Pour tous les observateurs du sport dans le monde, le Tour de France est une énigme. Comment cette course de 1903, conçue pour concurrencer un journal, a-t-elle pu gagner ses marques de longévité et prendre cette ampleur qui en fait un événement sportif mondial chaque année, dans la presse européenne comme sur les radios et chaînes de télévision japonaise, américaines, africaines ? Comment cette compétition s’est enracinée dans les rituels nationaux, comment est-elle devenue un spectacle suivi, {de visu}, par des millions de supporters nationaux et étrangers qui se massent sur les lieux de la course et devant leur poste de télévision ? « C’est que l’épreuve est plus qu’une course, elle s’adresse à la conscience collective, à des références communautaires autant qu’à la curiosité sportive. Elle joue avec la géographie, les provinces, les frontières. Elle met en scène un espace-nation, un décor fait du territoire lui-même » (Vigarello, 1992-1, p. 884). Le Tour de France est bien plus que cela, mais il est {aussi }cela.
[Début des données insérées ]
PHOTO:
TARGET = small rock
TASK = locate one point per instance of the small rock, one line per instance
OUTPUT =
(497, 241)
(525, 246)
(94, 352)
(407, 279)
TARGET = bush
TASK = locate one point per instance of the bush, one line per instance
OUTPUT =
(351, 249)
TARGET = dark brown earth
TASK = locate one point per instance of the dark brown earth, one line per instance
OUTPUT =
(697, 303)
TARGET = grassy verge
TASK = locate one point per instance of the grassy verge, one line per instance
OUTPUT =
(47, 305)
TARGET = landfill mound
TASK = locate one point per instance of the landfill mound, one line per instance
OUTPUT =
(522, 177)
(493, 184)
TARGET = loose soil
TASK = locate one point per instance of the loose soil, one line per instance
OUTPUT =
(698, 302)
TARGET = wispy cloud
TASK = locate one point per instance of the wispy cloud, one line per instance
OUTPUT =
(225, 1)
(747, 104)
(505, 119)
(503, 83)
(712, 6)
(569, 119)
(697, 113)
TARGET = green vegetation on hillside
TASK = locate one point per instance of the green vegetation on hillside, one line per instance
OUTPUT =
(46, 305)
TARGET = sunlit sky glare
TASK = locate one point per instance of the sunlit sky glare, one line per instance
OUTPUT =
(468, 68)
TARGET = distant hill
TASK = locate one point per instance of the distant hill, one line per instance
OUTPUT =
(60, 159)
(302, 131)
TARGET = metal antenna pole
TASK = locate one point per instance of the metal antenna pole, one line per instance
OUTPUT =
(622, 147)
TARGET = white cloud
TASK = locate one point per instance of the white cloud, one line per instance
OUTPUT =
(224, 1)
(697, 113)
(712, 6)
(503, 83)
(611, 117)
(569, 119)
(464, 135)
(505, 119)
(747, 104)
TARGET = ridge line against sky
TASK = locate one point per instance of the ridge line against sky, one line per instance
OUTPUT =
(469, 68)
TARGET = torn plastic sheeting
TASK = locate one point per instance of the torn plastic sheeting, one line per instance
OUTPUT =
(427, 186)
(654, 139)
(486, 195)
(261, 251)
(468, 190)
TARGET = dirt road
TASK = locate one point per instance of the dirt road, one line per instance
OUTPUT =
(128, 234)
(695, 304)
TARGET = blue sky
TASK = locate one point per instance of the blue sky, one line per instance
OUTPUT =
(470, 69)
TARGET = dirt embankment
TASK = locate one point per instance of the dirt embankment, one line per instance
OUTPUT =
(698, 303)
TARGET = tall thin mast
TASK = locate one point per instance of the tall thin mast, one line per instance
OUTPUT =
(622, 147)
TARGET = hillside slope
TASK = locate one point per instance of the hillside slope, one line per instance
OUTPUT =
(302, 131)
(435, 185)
Le succès du Tour de France dépasse l’enjeu cartographique mais c’est bien sur la carte du Tour, publiée chaque année, que se construit une petite part de la mémoire de la France, une leçon annuelle de géographie nationale, qui borne et jalonne la France et ses voisins de repères symboliques, constitutifs de l’identité française et, peut-être un jour, européenne. Cette dramaturgie estivale est une lutte contre les reliefs et les éléments de la géographie française, avec un dosage subtil d’épreuves sur le plat et en montagne, si possible programmées dans les fins de semaine car elles sont les plus spectaculaires. Ses jalons étapes tendent un fil sur l’Hexagone d’environ 3 500 kilomètres qui dessine chaque année une silhouette enveloppante, celle d’un « tour » qui emprunte sa mythologie à l’histoire et qui offre une géographie idéale. Mais cette géographie est constamment en reconstruction : elle épouse les questions du temps et les aléas de l’Histoire. Elle fabrique pour les villes étapes un nouveau rapport à elles-mêmes et aux autres. Elle se trempe dans les montagnes qui valident les ressources des champions. La géographie du Tour est une construction mythique qui emprunte aux lieux et aux coureurs tous les ressorts d’une histoire qui étonne par sa dynamique.